# A simple model of community enforcement

Here is the model for my previous blog post on (anonymous) community enforcement. I would call it a simplified symmetric (single-population) version of the model in the paper by Michihiro Kandori entitled “Social norms and community enforcement” in the Review of Economic Studies 59.1 (1992): 63-80. The point of this blog post is to demonstrate that what I have claimed in the previous post can be made logically coherent. I can provide a reasonable and simple artificial world in which we obtain cooperative behavior under the fear of triggering a tipping point as a subgame perfect Nash equilibrium, meaning a self-enforcing situation that is even self-enforcing when the tipping point has been triggered and there is no way back.
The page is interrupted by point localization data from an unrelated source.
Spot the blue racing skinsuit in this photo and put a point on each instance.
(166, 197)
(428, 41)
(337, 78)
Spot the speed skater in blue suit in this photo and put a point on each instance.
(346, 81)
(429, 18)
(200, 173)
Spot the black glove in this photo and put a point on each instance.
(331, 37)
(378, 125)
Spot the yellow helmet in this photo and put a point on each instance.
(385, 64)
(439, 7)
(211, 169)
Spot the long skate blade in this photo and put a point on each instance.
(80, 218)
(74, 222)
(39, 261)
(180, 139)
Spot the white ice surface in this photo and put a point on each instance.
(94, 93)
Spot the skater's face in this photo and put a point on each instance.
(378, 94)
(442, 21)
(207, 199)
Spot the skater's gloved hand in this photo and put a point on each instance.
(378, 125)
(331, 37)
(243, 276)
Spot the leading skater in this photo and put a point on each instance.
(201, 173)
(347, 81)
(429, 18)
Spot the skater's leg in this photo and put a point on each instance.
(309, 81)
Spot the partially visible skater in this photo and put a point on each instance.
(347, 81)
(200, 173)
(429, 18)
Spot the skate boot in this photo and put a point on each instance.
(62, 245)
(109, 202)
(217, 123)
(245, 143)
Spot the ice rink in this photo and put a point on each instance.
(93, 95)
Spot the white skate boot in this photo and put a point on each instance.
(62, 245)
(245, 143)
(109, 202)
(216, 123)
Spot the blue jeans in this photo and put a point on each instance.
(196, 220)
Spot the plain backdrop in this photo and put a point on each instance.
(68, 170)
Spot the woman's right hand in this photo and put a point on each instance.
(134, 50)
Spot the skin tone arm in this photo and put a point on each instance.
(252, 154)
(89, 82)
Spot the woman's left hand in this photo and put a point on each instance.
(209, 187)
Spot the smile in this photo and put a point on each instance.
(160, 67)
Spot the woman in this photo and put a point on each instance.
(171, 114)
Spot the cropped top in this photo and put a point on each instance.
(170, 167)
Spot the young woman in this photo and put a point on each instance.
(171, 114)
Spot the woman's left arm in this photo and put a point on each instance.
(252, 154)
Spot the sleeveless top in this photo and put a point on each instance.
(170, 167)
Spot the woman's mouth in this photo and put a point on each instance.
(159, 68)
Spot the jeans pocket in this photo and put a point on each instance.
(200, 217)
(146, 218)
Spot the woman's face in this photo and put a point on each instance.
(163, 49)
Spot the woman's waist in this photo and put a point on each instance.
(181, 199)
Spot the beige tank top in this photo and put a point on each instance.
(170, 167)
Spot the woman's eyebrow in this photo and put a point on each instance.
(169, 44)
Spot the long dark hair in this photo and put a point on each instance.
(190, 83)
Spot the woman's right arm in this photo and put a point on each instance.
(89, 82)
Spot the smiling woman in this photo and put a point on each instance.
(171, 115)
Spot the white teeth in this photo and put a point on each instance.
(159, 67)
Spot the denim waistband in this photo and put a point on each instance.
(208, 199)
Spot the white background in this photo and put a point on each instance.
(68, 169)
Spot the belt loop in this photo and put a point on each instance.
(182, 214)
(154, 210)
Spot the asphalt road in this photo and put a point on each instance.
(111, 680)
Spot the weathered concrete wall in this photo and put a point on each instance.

There are $n$ people involved. These are those who are interested in going up the mountain, the people on the train, or the users of the communal kitchen. Time is discrete and runs from time points $0, 1, 2,$ until infinity. At every point in time $t$ one person is randomly drawn to undertake the activity (go up the mountain, use the bathroom, or the kitchen) so that each person has a $\frac{1}{n}$ probability of being drawn. The drawn person first observes (and only that) the state $x \in \{0,1,2,...\}$ of the resource (the amount of rubbish on the mountain, or the state of uncleanliness of the bathroom or kitchen). Then this person (after using the resource) decides whether to clean up ( $C$ – for cooperate or clean up) after themselves or not ( $D$ – for defect to use the language of the well-known prisoners’ dilemma game).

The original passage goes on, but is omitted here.